Face à la crise pétrolière qui se présente, les compagnies aériennes commencent à annuler les liaisons les moins rentables, l’avenir de l’aviation telle que nous la connaissons paraît menacé. En effet, aucune énergie ne paraît pouvoir prendre le relais. A commencer par l’électricité. Mais quid du nucléaire ?

Convair NB-36HSi, aujourd’hui, personne n’accepterait de voir des essais de vol à propulsion nucléaire, des essais ont été menés dans les années 1950 par l’USAF dans le cadre du programme de bombardier à propulsion nucléaire (système d’armes WS-125A). Un exemplaire unique de Convair NB-36H servit à mener des tests avec un réacteur nucléaire embarqué d’une puissance de 1000 kilowatts. Ne servant pas à la propulsion, le réacteur n’était mis en route qu’à partir d’une altitude jugée de sécurité. Ces essais servirent notamment à évaluer le comportement d’un réacteur nucléaire embarqué. L’avion fut modifié afin de maintenir l’équipage dans des conditions de sécurité satisfaisante. Chaque vol fut accompagné d’un transport de troupes emportant des Marines prêts à intervenir en cas d’accident. Fin 1956, l’US Air Force considéra que le concept du WS-125A était irréaliste et décréta l’abandon pur et simple du programme.

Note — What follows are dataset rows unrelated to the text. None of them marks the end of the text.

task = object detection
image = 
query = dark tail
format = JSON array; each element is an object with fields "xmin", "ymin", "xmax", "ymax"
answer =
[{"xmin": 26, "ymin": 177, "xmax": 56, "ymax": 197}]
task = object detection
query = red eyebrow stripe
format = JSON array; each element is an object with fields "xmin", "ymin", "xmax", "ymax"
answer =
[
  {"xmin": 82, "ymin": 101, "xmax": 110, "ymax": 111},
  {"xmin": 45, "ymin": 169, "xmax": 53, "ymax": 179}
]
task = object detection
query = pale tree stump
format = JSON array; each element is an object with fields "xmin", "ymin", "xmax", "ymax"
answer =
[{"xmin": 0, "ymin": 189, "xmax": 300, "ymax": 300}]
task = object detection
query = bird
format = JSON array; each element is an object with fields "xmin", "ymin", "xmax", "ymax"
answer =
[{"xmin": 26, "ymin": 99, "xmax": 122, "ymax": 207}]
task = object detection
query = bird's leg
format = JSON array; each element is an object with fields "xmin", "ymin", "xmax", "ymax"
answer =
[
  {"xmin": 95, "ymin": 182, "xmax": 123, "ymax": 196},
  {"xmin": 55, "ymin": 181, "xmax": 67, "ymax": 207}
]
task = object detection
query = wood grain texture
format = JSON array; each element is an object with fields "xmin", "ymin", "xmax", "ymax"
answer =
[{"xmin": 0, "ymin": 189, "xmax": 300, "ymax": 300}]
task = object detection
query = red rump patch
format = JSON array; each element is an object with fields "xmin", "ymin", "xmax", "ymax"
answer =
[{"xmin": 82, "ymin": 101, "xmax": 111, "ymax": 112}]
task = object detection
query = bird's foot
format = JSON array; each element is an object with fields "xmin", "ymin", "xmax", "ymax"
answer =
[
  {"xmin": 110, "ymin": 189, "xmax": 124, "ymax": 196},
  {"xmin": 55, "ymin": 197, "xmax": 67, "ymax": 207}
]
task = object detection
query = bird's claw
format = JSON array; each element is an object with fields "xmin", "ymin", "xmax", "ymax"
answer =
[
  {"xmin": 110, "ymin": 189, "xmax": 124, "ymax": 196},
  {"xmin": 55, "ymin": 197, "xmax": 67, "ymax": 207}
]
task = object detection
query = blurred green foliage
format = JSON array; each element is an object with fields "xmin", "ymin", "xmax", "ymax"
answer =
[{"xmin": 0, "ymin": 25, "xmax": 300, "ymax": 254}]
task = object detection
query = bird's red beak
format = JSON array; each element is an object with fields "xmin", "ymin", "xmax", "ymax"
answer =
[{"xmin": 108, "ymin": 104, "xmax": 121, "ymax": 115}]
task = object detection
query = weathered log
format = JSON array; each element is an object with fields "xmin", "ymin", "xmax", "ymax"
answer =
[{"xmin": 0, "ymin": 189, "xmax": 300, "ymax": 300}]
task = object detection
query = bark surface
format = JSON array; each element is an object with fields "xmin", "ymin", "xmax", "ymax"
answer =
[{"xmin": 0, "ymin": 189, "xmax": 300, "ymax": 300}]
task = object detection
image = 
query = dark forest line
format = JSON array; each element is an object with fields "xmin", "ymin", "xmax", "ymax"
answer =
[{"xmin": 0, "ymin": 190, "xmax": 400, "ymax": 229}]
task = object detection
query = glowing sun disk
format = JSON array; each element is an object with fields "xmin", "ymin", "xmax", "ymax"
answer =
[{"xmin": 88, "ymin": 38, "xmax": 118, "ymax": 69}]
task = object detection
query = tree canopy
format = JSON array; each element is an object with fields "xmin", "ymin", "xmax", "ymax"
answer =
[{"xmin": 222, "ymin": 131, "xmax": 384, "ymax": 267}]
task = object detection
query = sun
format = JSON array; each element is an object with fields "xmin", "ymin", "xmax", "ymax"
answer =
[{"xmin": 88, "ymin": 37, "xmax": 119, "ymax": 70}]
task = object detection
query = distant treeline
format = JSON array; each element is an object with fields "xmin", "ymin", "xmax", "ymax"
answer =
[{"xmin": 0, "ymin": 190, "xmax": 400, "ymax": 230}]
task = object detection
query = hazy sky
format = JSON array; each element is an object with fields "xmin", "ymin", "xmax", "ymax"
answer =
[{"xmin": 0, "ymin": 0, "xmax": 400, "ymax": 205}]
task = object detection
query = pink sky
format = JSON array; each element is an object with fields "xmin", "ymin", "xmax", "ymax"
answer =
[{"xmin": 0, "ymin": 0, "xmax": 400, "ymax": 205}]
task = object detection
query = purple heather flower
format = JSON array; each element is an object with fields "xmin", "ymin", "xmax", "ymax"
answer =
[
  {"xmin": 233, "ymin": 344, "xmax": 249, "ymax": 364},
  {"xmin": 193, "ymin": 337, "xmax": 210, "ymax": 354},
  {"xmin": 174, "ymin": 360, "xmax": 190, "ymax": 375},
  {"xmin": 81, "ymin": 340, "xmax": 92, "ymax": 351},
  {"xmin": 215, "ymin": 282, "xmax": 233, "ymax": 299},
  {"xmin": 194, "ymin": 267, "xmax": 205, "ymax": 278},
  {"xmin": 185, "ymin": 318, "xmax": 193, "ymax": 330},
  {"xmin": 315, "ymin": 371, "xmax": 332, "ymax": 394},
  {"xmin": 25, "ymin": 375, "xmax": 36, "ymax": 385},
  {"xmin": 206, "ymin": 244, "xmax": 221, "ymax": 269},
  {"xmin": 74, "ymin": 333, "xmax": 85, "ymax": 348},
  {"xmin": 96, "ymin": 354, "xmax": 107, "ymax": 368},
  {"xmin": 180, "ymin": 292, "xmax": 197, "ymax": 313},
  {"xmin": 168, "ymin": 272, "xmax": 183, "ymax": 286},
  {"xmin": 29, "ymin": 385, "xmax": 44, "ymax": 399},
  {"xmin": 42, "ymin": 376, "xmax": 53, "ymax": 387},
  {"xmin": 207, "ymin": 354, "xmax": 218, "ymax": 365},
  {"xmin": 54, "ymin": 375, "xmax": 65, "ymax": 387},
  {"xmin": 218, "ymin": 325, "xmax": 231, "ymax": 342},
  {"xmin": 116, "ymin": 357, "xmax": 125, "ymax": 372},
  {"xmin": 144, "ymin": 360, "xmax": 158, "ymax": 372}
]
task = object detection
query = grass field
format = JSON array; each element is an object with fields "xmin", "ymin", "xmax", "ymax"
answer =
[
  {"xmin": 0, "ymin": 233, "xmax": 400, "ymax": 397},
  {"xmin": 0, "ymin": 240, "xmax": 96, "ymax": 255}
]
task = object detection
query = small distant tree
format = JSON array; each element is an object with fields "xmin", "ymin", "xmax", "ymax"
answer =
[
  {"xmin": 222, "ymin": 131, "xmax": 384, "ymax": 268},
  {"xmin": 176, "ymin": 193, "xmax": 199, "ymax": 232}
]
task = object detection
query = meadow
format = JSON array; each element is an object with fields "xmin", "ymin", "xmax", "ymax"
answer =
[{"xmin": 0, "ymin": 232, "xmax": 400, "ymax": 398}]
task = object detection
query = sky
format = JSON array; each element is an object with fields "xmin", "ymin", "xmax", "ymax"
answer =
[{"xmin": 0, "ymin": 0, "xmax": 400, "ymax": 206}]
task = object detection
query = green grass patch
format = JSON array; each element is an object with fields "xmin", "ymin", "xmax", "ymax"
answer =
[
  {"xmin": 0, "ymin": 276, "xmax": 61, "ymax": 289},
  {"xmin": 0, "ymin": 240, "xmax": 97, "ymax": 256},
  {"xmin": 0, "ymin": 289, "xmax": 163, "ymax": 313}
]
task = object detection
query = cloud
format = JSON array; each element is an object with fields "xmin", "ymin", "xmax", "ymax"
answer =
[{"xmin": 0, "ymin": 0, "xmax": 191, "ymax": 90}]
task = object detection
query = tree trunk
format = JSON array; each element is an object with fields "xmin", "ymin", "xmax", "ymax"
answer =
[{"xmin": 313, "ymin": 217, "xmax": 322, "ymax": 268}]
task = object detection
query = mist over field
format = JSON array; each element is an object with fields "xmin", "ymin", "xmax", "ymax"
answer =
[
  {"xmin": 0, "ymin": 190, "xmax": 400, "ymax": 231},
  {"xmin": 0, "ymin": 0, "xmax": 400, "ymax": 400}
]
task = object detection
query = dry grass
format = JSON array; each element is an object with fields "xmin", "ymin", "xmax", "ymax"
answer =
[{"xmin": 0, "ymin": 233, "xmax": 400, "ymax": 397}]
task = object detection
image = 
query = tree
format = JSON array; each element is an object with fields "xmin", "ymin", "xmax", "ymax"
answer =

Cette technologie revient cependant dans les esprits pour faire voler des drônes pendant de longues durées. Proliférant depuis leur introduction pendant les opérations au Kosovo et en Afghanistan, les drônes se sont déjà affranchis de la présence humaine. Restait la question du carburant. Pour le moment, les opinions publiques semblent (heureusement) réfractaires. Que se passera t-il le jour où nous apprendrons le vol de drônes nucléaires au-dessus de nos têtes ?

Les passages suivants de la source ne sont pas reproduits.